Minat membaca ditumbuhkan melalui kepekaan seseorang menangkap realita di sekitarnya. Ia bukan hanya memandang realtas – ia adalah seorang saksi. “Kenyataan harus dikabarkan. Aku bernyanyi menjadi saksi,” demikian lirik Kesaksian.

Minat membaca (teks) bukan fase awal seseorang mau membuka buku. Terdapat fase yang mendahuluinya yaitu ketika seorang pembaca realitas kehidupan menemukan “perintah” yang harus ia kabarkan. Perintah apa? Bahwa di balik kenyataan jasadi terdapat kenyataan hakiki (kebenaran). Kebenaran inilah yang merasuki seorang penyaksi sehingga ia menuliskannya menjadi karya tulis. Dengan gagah seorang penulis menyatakan, “Aku menulis untuk menjadi saksi…”
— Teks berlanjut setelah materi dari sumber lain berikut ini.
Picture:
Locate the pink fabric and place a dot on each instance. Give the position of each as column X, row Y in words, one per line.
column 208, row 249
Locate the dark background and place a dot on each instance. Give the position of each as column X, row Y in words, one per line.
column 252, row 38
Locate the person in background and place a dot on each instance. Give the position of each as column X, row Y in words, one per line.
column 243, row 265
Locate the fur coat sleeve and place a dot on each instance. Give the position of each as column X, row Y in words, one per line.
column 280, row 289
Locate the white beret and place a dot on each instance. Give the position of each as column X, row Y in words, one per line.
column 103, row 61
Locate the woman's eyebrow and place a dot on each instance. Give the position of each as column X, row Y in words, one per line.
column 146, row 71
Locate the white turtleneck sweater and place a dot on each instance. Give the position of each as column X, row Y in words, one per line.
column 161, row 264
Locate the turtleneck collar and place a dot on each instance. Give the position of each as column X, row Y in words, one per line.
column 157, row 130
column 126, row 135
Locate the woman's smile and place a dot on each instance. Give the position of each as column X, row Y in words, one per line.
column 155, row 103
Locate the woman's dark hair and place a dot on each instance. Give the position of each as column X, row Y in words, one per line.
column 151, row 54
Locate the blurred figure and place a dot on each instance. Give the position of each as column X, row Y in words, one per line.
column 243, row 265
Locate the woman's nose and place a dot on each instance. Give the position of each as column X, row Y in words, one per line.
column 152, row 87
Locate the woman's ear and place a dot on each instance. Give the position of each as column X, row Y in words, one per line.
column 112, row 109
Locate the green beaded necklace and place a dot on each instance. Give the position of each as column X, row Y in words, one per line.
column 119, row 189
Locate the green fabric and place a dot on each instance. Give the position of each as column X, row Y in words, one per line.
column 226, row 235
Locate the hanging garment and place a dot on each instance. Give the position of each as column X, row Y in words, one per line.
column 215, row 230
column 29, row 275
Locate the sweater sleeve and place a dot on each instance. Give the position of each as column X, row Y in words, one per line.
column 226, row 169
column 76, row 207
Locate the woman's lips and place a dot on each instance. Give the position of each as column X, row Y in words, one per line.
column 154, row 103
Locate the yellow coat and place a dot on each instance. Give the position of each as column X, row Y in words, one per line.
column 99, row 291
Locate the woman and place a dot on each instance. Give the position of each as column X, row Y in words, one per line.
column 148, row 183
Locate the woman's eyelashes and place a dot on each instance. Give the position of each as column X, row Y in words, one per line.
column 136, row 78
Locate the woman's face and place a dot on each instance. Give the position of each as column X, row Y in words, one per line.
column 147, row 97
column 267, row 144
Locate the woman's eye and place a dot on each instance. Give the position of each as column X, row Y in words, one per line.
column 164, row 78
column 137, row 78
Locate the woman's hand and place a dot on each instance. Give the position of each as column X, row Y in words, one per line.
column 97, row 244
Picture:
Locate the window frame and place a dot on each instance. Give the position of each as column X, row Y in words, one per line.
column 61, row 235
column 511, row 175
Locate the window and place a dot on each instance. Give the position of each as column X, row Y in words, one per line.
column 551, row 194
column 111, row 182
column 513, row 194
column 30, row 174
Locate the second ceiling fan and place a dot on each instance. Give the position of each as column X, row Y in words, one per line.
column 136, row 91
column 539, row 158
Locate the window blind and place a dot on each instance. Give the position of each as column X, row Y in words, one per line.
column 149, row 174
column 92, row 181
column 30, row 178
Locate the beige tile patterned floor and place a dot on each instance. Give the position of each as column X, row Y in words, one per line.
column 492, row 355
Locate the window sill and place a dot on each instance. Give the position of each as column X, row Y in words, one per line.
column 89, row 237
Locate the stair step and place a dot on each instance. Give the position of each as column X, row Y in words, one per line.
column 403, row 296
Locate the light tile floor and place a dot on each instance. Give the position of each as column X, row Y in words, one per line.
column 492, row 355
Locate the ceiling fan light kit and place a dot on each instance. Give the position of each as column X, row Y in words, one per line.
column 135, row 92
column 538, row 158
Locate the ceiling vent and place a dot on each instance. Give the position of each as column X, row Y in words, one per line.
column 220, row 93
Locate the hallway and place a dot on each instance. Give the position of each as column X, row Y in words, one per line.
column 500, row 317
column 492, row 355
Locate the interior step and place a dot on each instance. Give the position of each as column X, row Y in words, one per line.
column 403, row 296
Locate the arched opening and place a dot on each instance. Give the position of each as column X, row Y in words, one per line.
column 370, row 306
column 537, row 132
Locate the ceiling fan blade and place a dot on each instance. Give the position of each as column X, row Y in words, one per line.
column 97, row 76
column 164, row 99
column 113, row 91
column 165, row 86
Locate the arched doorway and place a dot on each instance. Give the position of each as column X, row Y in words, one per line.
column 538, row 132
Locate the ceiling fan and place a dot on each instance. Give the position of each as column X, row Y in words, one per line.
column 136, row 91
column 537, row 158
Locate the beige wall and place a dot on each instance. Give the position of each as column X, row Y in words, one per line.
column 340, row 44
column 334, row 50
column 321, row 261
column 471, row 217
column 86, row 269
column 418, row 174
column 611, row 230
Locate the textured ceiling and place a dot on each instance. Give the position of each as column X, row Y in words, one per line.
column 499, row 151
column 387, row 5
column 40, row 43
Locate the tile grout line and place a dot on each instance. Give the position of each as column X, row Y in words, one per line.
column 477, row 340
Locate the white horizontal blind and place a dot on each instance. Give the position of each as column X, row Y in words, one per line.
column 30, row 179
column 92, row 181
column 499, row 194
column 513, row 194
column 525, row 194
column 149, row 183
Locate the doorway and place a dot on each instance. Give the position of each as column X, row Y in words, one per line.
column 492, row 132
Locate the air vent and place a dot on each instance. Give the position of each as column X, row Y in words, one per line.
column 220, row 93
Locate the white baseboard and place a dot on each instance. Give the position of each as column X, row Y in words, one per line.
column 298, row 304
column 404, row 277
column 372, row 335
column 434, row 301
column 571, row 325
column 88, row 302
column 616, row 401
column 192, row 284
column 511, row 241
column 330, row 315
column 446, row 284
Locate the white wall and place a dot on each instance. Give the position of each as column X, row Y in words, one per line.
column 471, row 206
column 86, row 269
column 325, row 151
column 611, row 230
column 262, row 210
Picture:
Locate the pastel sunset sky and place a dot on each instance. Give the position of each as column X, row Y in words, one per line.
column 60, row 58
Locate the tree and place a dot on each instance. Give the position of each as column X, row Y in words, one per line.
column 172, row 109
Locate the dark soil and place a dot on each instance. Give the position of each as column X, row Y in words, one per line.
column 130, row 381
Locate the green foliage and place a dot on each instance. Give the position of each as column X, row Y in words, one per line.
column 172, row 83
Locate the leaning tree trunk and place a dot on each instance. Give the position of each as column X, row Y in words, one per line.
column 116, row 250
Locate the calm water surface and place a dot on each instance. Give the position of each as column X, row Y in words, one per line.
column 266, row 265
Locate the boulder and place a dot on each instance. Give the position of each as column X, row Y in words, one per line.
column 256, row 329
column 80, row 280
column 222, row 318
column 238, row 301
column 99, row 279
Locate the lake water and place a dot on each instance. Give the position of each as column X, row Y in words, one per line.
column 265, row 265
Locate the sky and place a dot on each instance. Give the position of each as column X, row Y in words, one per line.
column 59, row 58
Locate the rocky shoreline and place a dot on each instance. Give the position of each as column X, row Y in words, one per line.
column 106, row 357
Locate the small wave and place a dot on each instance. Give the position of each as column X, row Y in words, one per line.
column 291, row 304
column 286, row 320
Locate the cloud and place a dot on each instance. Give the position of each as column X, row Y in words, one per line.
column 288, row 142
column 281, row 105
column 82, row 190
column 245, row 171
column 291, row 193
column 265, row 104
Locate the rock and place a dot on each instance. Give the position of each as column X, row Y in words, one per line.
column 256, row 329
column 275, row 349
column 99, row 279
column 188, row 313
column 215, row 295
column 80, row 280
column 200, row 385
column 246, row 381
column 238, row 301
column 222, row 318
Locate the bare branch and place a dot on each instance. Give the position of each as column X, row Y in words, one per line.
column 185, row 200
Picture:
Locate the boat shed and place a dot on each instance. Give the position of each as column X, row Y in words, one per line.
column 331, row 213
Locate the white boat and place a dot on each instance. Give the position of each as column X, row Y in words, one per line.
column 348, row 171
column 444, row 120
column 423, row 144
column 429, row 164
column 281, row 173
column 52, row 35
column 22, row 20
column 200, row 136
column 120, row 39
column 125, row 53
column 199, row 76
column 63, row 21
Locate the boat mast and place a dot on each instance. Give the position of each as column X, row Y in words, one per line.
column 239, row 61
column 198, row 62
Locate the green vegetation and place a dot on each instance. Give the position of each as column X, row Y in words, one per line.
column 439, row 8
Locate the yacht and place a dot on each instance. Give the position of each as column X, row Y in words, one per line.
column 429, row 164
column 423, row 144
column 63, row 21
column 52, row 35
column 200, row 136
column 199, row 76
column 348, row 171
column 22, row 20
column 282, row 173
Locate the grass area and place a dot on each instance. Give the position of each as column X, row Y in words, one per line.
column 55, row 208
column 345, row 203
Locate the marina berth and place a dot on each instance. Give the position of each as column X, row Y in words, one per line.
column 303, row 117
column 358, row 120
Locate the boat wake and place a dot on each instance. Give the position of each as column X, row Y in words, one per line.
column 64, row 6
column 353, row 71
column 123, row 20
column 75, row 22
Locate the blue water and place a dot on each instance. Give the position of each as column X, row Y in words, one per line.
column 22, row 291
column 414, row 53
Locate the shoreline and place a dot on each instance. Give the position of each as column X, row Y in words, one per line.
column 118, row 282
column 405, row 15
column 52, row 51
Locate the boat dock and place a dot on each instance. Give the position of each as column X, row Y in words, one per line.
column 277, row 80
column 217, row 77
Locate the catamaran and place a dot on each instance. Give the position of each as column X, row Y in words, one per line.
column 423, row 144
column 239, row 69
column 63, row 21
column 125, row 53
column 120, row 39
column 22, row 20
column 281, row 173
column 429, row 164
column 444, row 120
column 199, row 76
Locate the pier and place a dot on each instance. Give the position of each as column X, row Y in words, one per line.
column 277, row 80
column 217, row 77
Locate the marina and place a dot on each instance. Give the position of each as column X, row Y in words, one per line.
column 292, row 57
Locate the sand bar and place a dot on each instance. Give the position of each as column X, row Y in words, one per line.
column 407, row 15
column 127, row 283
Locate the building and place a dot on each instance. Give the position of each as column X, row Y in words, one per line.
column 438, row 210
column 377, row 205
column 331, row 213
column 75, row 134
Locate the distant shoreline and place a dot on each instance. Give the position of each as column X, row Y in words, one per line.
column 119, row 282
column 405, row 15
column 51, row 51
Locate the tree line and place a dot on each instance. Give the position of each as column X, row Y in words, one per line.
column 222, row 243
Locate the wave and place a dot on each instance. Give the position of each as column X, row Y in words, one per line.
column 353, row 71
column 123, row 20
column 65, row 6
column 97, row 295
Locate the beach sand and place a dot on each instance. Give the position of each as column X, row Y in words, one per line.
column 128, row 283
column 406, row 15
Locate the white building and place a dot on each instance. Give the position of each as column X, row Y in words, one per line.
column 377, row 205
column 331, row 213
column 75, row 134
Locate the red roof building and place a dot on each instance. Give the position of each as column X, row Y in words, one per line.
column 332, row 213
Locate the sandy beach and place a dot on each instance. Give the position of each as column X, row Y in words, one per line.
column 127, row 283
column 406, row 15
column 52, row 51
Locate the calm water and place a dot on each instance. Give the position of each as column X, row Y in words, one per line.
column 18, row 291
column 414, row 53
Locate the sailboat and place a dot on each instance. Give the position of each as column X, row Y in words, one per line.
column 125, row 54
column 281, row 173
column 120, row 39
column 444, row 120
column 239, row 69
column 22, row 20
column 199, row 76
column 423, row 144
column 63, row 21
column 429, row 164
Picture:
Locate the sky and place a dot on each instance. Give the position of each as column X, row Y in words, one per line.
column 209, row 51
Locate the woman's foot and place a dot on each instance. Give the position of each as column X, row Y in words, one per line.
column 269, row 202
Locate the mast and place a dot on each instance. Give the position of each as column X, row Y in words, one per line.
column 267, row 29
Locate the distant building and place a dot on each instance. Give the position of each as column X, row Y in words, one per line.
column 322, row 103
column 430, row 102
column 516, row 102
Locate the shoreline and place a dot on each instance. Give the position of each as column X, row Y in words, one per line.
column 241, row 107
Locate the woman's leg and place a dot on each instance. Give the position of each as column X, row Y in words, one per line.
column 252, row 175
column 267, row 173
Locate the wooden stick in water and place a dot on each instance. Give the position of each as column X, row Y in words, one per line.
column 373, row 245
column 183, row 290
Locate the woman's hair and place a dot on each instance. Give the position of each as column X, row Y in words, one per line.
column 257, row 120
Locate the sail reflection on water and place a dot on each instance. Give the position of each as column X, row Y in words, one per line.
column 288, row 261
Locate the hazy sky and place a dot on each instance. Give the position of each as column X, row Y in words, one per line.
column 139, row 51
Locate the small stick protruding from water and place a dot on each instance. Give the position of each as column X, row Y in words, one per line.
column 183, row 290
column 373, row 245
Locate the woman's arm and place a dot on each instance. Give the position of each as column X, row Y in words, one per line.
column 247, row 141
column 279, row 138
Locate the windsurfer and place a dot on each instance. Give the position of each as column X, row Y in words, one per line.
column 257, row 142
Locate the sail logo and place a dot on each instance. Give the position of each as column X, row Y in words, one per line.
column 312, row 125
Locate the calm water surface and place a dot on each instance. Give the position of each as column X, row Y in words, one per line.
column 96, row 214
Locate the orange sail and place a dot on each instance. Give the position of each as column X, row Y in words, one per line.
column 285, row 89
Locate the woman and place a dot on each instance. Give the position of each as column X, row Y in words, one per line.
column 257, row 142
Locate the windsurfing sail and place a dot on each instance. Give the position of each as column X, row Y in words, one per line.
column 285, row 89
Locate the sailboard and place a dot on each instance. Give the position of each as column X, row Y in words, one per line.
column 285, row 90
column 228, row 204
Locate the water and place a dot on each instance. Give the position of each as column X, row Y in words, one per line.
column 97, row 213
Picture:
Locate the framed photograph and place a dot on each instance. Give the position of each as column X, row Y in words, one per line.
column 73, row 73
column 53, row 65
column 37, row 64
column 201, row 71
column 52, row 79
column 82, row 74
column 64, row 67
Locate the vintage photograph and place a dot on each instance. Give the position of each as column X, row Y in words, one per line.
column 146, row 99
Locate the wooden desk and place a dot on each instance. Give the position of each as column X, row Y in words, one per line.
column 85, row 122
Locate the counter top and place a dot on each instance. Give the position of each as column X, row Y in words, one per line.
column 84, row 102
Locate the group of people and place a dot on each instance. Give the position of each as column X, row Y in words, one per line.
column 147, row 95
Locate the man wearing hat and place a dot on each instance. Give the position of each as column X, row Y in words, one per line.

Bagaimana seorang penyaksi sanggup menangkap kenyataan hakiki di balik kenyataan jasadi? Jawabnya, itu berkat ia (juga) membaca teks. Bagaimana ini? Dengan pengetahuan dan ilmu yang dihimpunnya melalui kegiatan membaca teks, ia memiliki seperangkat “alat” untuk menelaah, mencermati, mengkritisi realitas di hadapannya. Seperangkat “alat” ini ia pergunakan untuk menjaring makna, menemukan kebenaran, mengusung fakta hakiki. Deretan teks di buku ia tangkap dengan mata jasad; deretan kenyataan hakiki ia tatap dengan mata batin. Sebuah gerak orbitasi antara dunia teks dan dunia faktual.

Mafhumlah kita. Menumbuhkan minat baca belum tentu efektif  dengan cara “memaksa” anak membaca satu judul buku tertentu. Atau memasang target satu minggu satu buku. Minat baca akan mengalir bagai air bah ketika seseorang didorong oleh motivasi internalnya untuk menemukan jawaban atas beragam persoalan. Baik jawaban bagi persoalan eksternal lingkungannya maupun persoalan internal dirinya.

Ya, menemukan beragam persoalan. Sikap yang peka dan kritis menangkap lipatan-lipatan persoalan di lingkungan. Inilah kunci menumbuhkan minat baca. Membaca menjadi bagian integral bagi upaya pengentasan persoalan di masyarakat. Jurnalisme warga yang kini kian marak digagas, membuktikannya. Solusi bagi beragam persoalan tidak bisa dipendam. Ia harus disampaikan. Menulis menjadi sikap gerakannya.

Membaca, dengan demikian, adalah upaya penyadaran sekaligus pemberdayaan. Sadar dan menyadari bahwa semakin banyak membaca semakin luas bentangan cakrawala ilmu terhampar di hadapan kita. Juga memberdayakan potensi diri dalam rangka menjawab “perintah” di balik kenyataan yang kasat mata.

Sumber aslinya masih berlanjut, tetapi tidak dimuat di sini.